Chiefs send their messages

Lieutenant Colonel Harry Brickles has been appointed acting station commander of Lentegeur police station.

Police chiefs from Mitchell’s Plain’s precincts have wished the Plainsman well on its 40th anniversary.

Lentegeur acting station commander Lieutenant Colonel Harry Brickles, who was raised in Woodlands, recalls being excited to get his weekly dose of local soccer on the sports pages of the Plainsman as a boy, when he played for Woodlands soccer club. He revelled in reading about his club and rivals Ajax soccer club.
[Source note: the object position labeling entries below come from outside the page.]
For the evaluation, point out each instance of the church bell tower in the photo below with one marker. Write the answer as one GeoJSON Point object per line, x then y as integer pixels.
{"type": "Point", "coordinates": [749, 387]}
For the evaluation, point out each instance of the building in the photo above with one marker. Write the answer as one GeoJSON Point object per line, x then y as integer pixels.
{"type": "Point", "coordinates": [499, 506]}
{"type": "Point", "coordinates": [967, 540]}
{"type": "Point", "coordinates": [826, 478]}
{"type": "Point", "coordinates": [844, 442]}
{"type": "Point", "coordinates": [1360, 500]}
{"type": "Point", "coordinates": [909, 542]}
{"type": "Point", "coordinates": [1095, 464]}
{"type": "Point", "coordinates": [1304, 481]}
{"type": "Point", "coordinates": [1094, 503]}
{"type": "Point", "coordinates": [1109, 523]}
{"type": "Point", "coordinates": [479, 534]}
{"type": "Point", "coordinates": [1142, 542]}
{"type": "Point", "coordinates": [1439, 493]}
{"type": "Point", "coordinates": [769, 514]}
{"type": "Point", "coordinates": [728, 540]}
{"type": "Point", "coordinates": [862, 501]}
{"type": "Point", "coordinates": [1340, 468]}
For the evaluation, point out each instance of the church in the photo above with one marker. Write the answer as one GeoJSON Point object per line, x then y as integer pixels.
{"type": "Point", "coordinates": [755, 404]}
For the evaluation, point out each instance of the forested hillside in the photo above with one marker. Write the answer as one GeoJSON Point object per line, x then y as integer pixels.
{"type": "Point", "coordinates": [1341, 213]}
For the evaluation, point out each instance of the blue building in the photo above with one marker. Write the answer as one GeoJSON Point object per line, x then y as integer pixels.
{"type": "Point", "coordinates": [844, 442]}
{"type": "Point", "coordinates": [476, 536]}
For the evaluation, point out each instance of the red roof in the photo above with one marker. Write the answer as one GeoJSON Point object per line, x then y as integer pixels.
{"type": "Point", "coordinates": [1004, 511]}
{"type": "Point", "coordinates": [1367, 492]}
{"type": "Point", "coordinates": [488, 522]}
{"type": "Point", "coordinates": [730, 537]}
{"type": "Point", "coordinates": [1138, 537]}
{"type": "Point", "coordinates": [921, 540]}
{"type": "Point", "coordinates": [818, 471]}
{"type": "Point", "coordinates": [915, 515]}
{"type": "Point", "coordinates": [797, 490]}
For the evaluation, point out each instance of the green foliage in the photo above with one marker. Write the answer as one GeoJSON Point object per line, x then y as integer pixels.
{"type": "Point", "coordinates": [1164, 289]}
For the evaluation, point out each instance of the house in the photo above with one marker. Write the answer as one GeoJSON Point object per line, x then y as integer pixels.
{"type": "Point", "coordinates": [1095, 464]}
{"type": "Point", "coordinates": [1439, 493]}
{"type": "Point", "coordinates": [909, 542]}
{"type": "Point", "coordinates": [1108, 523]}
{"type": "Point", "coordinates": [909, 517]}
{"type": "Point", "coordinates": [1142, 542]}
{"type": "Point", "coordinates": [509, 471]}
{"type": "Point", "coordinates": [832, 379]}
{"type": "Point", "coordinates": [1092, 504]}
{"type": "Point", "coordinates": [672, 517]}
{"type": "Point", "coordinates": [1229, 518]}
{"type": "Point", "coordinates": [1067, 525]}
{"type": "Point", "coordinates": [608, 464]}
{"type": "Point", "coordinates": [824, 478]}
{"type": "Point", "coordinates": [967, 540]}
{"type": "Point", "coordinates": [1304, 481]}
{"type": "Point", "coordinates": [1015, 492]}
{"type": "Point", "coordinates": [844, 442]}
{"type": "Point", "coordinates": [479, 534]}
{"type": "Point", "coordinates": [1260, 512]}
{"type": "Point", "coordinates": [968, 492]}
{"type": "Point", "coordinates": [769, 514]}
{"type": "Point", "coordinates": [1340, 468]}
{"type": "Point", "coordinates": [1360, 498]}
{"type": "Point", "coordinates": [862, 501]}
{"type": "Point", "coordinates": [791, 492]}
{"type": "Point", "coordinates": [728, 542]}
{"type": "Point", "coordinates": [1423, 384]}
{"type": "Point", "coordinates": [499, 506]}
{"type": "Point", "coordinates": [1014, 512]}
“I loved soccer,” he says.

“As children we used to scroll through the pages to see the pictures. It was good years. I can still remember.”

He recalls the railway line ending in Manenberg and buses transporting commuters from there to Mitchell’s Plain close to the fire station in Westridge in Dagbreek Avenue. And how the Plainsman reported on the opening of the Town Centre in 1980.

“When it opened, it was like going to the city centre – this big place, where everyone liked to go.”

His parents were originally from Grassy Park but moved to Orpheus Crescent in Woodlands in 1976, a stone’s throw from the community’s first police station in Silversands Avenue, Westridge.

He attended Northwood Primary School and Woodlands High School before going to police training college.

From college he was deployed to Mitchell’s Plain police station. Later, he moved to Lentegeur police station which opened in May 2013. He was appointed visible-policing commander there in 2018 but is presently acting station commander.

“To the Plainsman I say, ‘happy birthday’. May you grow from strength to strength – to continue sharing the good stories and memories of Mitchell’s Plain.”

Strandfontein station commander Captain David Malong thanked the Plainsman for keeping the community in touch with what was happening on the ground.

“Thank you for your unbiased reporting. Thank you to the editorial staff. Here’s to another 40 years,” he said.

Mitchell’s Plain police station commander Brigadier Cass Goolam said he had always had a positive relationship with the Plainsman.

“I appreciate the reports of positive criticism, which have made us grow as a station,” he said.